Danzig - Deth Red Sabaoth
Ray Van Horn, Jr.
It's been awhile since Glenn Danzig's let the air breathe in his solo work. While he's created some dense, heavy and sometimes brutal albums (Circle of Snakes being perhaps his fiercest), the drafty, fun permeation circulating through his earlier ventures--i.e. the Misfits and especially Samhain--has only ventilated in Glenn's solo records at random. Danzig III: How the Gods Kill might be the only truly lofty album Glenn's recorded post-Samhain, even if Danzig IV was well-entertaining in its lost highway dirty black summer transience.
Glenn's ninth solo album Deth Red Sabaoth is a stark and stripped reminder why we were all drawn to this cat in the first place. Deliberately naked and barren in production, Glenn's torn-down values on Deth Red Sabaoth leaves for a dichotomy of sweet and nasty riffs courtesy of Prong and Ministry journeyman Tommy Victor--rolling through his second stint behind Danzig.
Its blatant clunkiness drifts backwards almost unapologetically to a criss-cross-crash of Glenn's career courtesy of November Coming Fire, Legacy of Brutality, Black Aria and Danzig III. There's nothing pretty about the opening chugs and fret jerks of the opening number "Hammer of the Gods," but its massive marching tempo is the coolest strut Glenn's sauntered out in quite a bit. Tommy Victor leads a teetering sashay of electric swagger on "The Revengeful" and he serves up a flashpoint scorcher of a solo while Danzig caterwauls in his inimitable Morrison-esque fashion. Yes, Glenn's Lizard King drawl has always been his shtick, yet Danzig sounds more relaxed peeling off his own answer-and-call braying than he has the past few albums.

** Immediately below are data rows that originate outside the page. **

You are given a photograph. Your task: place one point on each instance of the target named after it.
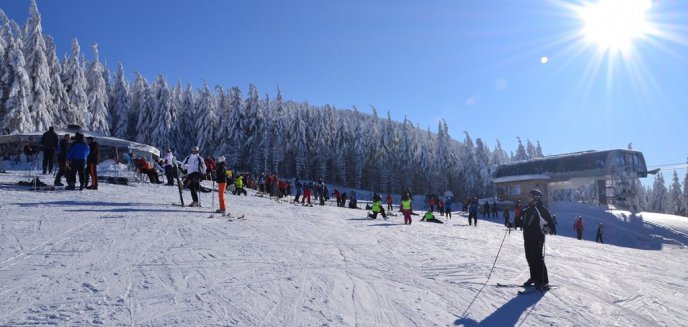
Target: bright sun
(614, 24)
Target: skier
(578, 226)
(195, 169)
(377, 207)
(518, 222)
(49, 144)
(537, 222)
(473, 211)
(429, 217)
(221, 179)
(239, 186)
(169, 166)
(298, 186)
(307, 193)
(62, 159)
(92, 163)
(406, 208)
(598, 239)
(447, 208)
(77, 155)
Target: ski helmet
(536, 194)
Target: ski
(534, 290)
(513, 285)
(179, 183)
(237, 218)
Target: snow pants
(221, 193)
(533, 244)
(407, 216)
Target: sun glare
(613, 24)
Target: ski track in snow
(123, 256)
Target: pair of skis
(526, 289)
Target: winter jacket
(535, 218)
(578, 225)
(93, 153)
(377, 206)
(195, 164)
(221, 173)
(78, 150)
(406, 204)
(49, 140)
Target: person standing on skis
(537, 221)
(221, 179)
(195, 169)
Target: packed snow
(123, 255)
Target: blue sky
(476, 64)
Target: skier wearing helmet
(195, 168)
(537, 221)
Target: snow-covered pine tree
(74, 80)
(266, 140)
(486, 172)
(142, 107)
(120, 105)
(342, 135)
(234, 130)
(97, 96)
(520, 152)
(254, 122)
(685, 192)
(530, 150)
(538, 150)
(374, 159)
(185, 124)
(279, 132)
(17, 118)
(206, 124)
(37, 67)
(357, 155)
(472, 179)
(299, 142)
(676, 197)
(499, 156)
(407, 148)
(659, 200)
(164, 114)
(443, 160)
(59, 96)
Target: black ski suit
(535, 218)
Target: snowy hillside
(123, 255)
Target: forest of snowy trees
(256, 133)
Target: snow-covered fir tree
(39, 97)
(659, 199)
(142, 106)
(98, 99)
(676, 206)
(74, 80)
(119, 119)
(58, 92)
(185, 124)
(164, 114)
(18, 117)
(206, 123)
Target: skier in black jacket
(49, 143)
(537, 222)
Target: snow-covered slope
(123, 255)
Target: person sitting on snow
(429, 217)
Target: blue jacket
(78, 150)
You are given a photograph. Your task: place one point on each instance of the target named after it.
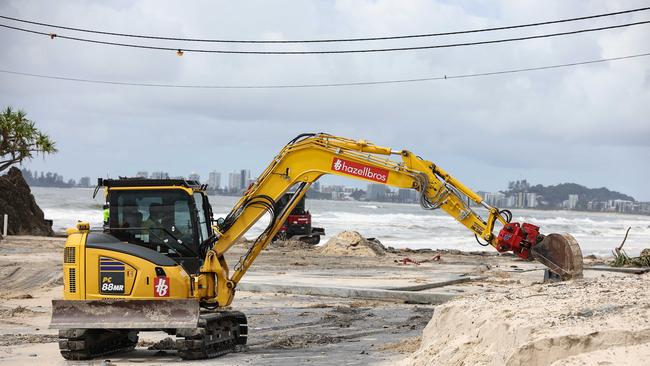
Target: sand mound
(544, 324)
(352, 243)
(291, 244)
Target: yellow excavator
(158, 263)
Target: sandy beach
(502, 313)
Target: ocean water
(394, 224)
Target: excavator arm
(309, 156)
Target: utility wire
(93, 31)
(367, 50)
(328, 85)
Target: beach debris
(621, 259)
(352, 243)
(406, 260)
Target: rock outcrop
(16, 200)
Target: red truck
(298, 224)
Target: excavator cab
(171, 217)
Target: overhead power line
(424, 35)
(326, 85)
(180, 51)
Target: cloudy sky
(587, 124)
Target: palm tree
(20, 139)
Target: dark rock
(16, 200)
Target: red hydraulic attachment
(518, 238)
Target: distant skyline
(586, 124)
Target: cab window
(157, 219)
(204, 225)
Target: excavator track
(218, 333)
(85, 344)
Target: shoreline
(297, 329)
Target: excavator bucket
(561, 254)
(124, 314)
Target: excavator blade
(561, 254)
(124, 314)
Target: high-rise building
(244, 177)
(159, 175)
(214, 180)
(84, 182)
(234, 181)
(531, 200)
(194, 176)
(573, 201)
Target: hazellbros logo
(360, 170)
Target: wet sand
(298, 329)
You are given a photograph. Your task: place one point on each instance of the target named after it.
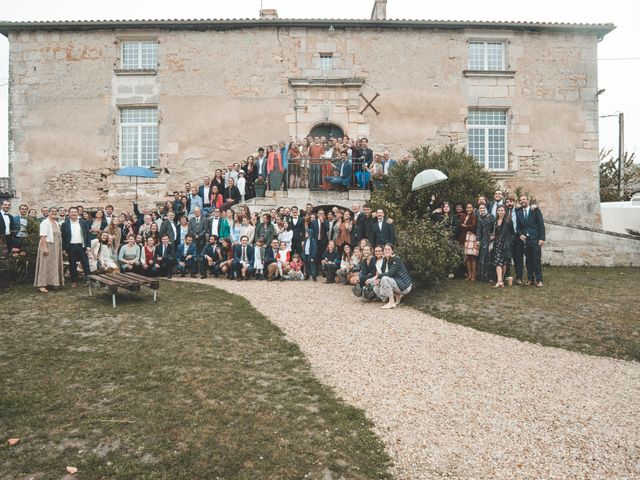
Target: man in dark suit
(168, 227)
(186, 257)
(382, 232)
(75, 243)
(320, 230)
(358, 232)
(198, 228)
(8, 226)
(260, 169)
(243, 259)
(164, 257)
(531, 231)
(296, 224)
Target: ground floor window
(487, 137)
(138, 137)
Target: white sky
(618, 77)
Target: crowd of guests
(349, 247)
(312, 162)
(496, 234)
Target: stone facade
(222, 89)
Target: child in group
(295, 272)
(258, 263)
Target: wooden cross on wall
(369, 104)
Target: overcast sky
(618, 53)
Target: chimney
(379, 11)
(269, 14)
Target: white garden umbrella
(426, 178)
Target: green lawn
(590, 310)
(199, 386)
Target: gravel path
(451, 402)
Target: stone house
(188, 96)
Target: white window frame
(485, 50)
(330, 64)
(139, 43)
(487, 127)
(137, 161)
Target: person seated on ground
(330, 262)
(270, 260)
(164, 257)
(243, 259)
(100, 260)
(209, 256)
(309, 254)
(394, 281)
(258, 263)
(247, 229)
(283, 259)
(130, 254)
(295, 268)
(342, 180)
(186, 257)
(347, 264)
(223, 267)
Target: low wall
(570, 245)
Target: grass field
(199, 386)
(590, 310)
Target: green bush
(426, 246)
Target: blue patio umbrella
(137, 172)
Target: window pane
(476, 144)
(476, 56)
(129, 146)
(130, 54)
(149, 50)
(496, 160)
(495, 56)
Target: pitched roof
(228, 24)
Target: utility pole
(621, 155)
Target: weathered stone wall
(220, 94)
(574, 246)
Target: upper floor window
(487, 55)
(487, 142)
(138, 137)
(139, 55)
(326, 61)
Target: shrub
(426, 246)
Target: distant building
(188, 96)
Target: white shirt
(7, 224)
(76, 232)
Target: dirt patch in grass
(199, 385)
(590, 310)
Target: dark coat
(65, 231)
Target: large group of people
(494, 235)
(350, 247)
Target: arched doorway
(327, 130)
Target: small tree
(427, 246)
(609, 167)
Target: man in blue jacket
(343, 180)
(75, 243)
(532, 234)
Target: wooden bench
(129, 281)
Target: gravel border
(452, 402)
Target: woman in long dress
(49, 269)
(484, 234)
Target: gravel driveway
(451, 402)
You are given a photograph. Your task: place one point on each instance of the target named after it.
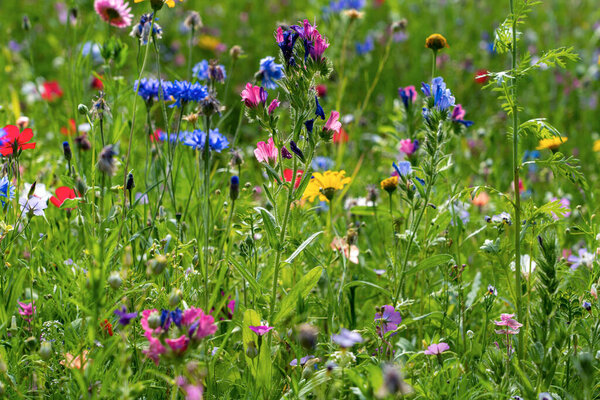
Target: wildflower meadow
(279, 199)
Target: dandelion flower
(325, 185)
(551, 143)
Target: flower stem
(516, 176)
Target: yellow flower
(208, 42)
(551, 143)
(157, 4)
(436, 42)
(325, 185)
(390, 184)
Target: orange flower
(79, 362)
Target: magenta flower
(27, 310)
(437, 348)
(332, 123)
(260, 330)
(115, 12)
(408, 146)
(266, 152)
(179, 345)
(253, 95)
(512, 325)
(387, 320)
(274, 104)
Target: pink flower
(408, 146)
(264, 152)
(274, 104)
(332, 123)
(253, 95)
(260, 330)
(155, 349)
(27, 310)
(115, 12)
(512, 324)
(179, 345)
(145, 315)
(437, 348)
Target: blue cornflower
(403, 168)
(270, 72)
(185, 92)
(286, 40)
(366, 47)
(442, 96)
(7, 191)
(197, 138)
(321, 163)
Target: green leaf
(433, 261)
(302, 247)
(302, 289)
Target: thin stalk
(515, 161)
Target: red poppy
(62, 193)
(287, 175)
(107, 326)
(70, 130)
(340, 136)
(321, 90)
(51, 91)
(97, 83)
(15, 139)
(481, 76)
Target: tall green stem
(515, 116)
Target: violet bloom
(583, 258)
(265, 152)
(437, 348)
(125, 317)
(408, 95)
(347, 338)
(261, 329)
(458, 115)
(511, 324)
(254, 95)
(387, 320)
(333, 123)
(27, 310)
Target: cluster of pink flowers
(169, 333)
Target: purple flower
(125, 317)
(584, 258)
(347, 338)
(260, 330)
(437, 348)
(387, 320)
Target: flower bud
(114, 280)
(82, 109)
(46, 350)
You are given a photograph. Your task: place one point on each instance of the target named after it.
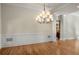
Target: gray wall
(19, 23)
(70, 26)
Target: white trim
(24, 39)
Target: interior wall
(0, 25)
(69, 27)
(19, 25)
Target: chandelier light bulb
(47, 13)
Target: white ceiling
(53, 7)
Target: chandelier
(44, 16)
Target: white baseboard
(25, 39)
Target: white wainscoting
(24, 39)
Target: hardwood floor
(48, 48)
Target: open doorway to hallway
(58, 29)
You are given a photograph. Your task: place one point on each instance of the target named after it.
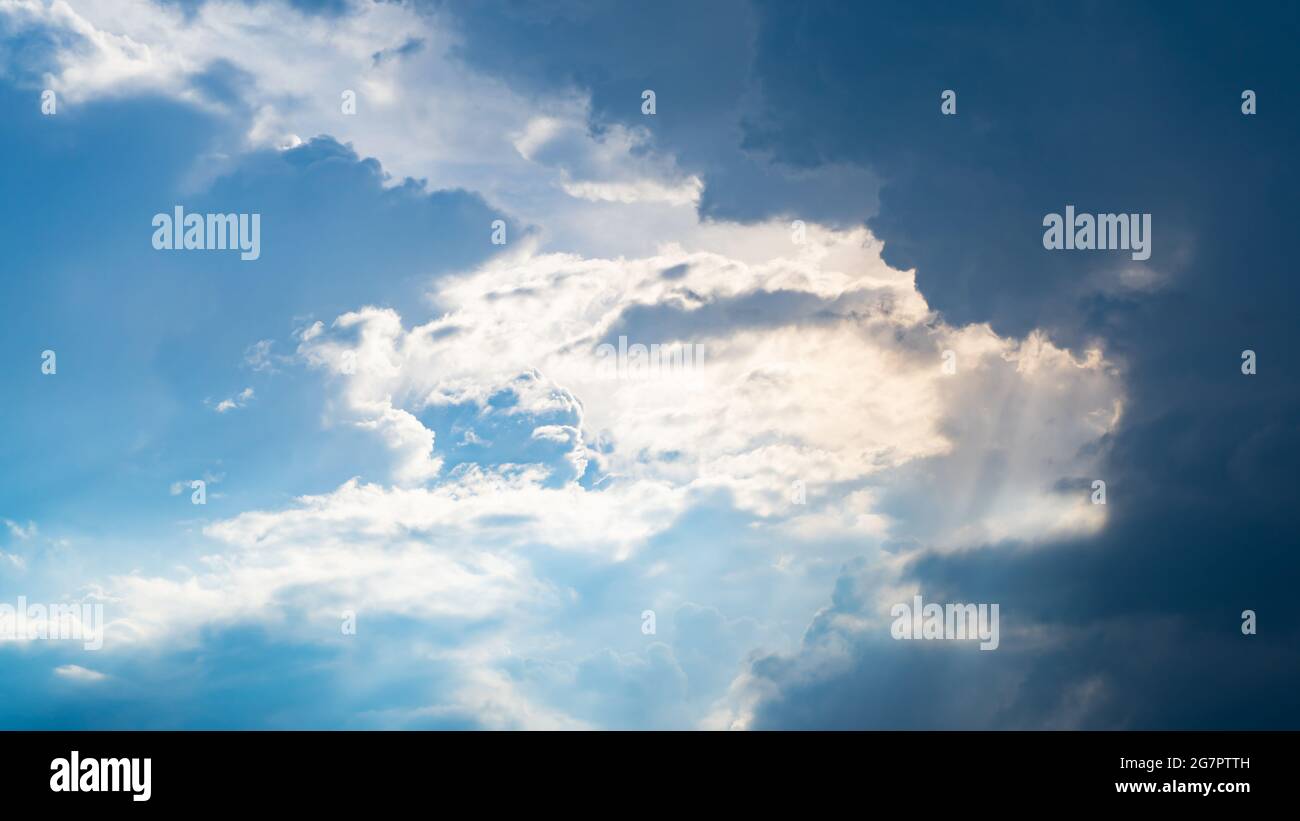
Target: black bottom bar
(641, 770)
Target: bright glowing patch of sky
(395, 417)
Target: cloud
(77, 673)
(238, 400)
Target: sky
(436, 494)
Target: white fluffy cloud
(820, 365)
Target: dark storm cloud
(1108, 107)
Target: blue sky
(398, 418)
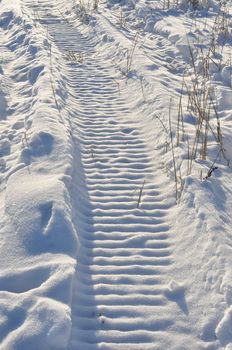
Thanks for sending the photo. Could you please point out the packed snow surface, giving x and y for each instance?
(115, 175)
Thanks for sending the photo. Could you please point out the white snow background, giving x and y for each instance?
(115, 175)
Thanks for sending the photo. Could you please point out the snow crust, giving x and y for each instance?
(102, 244)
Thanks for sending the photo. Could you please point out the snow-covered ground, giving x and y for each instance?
(115, 175)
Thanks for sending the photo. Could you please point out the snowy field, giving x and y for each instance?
(115, 175)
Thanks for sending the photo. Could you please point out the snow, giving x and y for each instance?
(115, 229)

Something about calling his shots in assembling Deth Red Sabaoth gets passed down to the verve of the album itself. Without his standing in the industry, some might call Deth Red Sabaoth sloppy and amateurish. Yet the grimy tone is all part of the scheme and it works beautifully on the slinky, gnashy "Rebel Spirits," where even the choppy double bass rolls assume a rhythm unto their own while serving the downward drive of the song overall. Listen to Tommy Victor practically jizz all over his solo on this ripper.
The slide 'n shamble drive of "Black Candy" (fed in heavy clomps by Danzig himself on the drums) is near camp, yet Victor downpicks, draws back his distortion and regurgitates it all with piercing high note yelps. Right afterwards, Victor strums out a delicate intro for "On a Wicked Night" before turning his guitar into a buzzsaw. Interesting enough on this number, Danzig's vocals are captured in such isolation they sound like he's imprisoned in an antechamber, wailing to get out.
"Deth Red Moon" is a quick howdy back to the first Danzig solo album with a melody tweak borrowed from "Mother" before salivating an at-home messy set of choruses hoisted from the Legacy of Brutality years. Paired together, it's cooler than you think. Ditto for the hellacool "Ju Ju Bone," which captures the flavors of Danzig III and Initium within a subtle rock construct ala The Kinks and Aerosmith.
Not quite having his Black Aria couplet purged out of his system, Glenn Danzig issues the cryptic piano and chant swoon, "Pyre of Souls: Incanticle" and its thunderous sequel "Pyre of Souls: Seasons of Pain." The latter reminds Glenn's listeners he still has a savory set of chops he can spool with comfort when called upon, while the former is the bombastic climax of the "Pyre" pair, as well as Deth Red Sabaoth itself. Tommy Victor's distortion bombs on "Season of Pain" make his Prong work look like he was merely goofing around on Saturday afternoons, criminey. Forget snapping your fingers; worry about the audile orgasms gushing from your ears after savoring this display of fret intensity.
Glenn lays down most of the bass tracks himself on Deth Red Sabaoth (though Steve Zing retains his road dog rights) and he brings in Johnny Kelly for his first recording session under the Danzig moniker--though Kelly officially hooked up with the band between 2002 and 2003. On Circle of Snakes, Tommy Victor dominated the album to such extremes Glenn's vocals fell into a tone-drenched abyss. This time, Danzig and Victor open all the spaces in the studio and fill them with boom--but not so much where one or the other's presence gets lost in translation.
Deth Red Sabaoth is like reading Faust, Sandman and Hellblazer comics to a fuzzy rip by someone whose cultish music has historically given them soundtrack. With Glenn's own splatterpunk comic line, Verotik moistening up the underground, Deth Red Sabaoth is reflective of a guy who's rubbed elbows with The Crypt Keeper as much as he has The Crimson Ghost and Beelzebub.
There's nothing sexy about this record, not even in a dark, sensual manner which has attracted Goths, vamps and chicken-ripping freaks to Glenn in the past. Deth Red Sabaoth is Glenn Danzig getting down and getting real. More, please.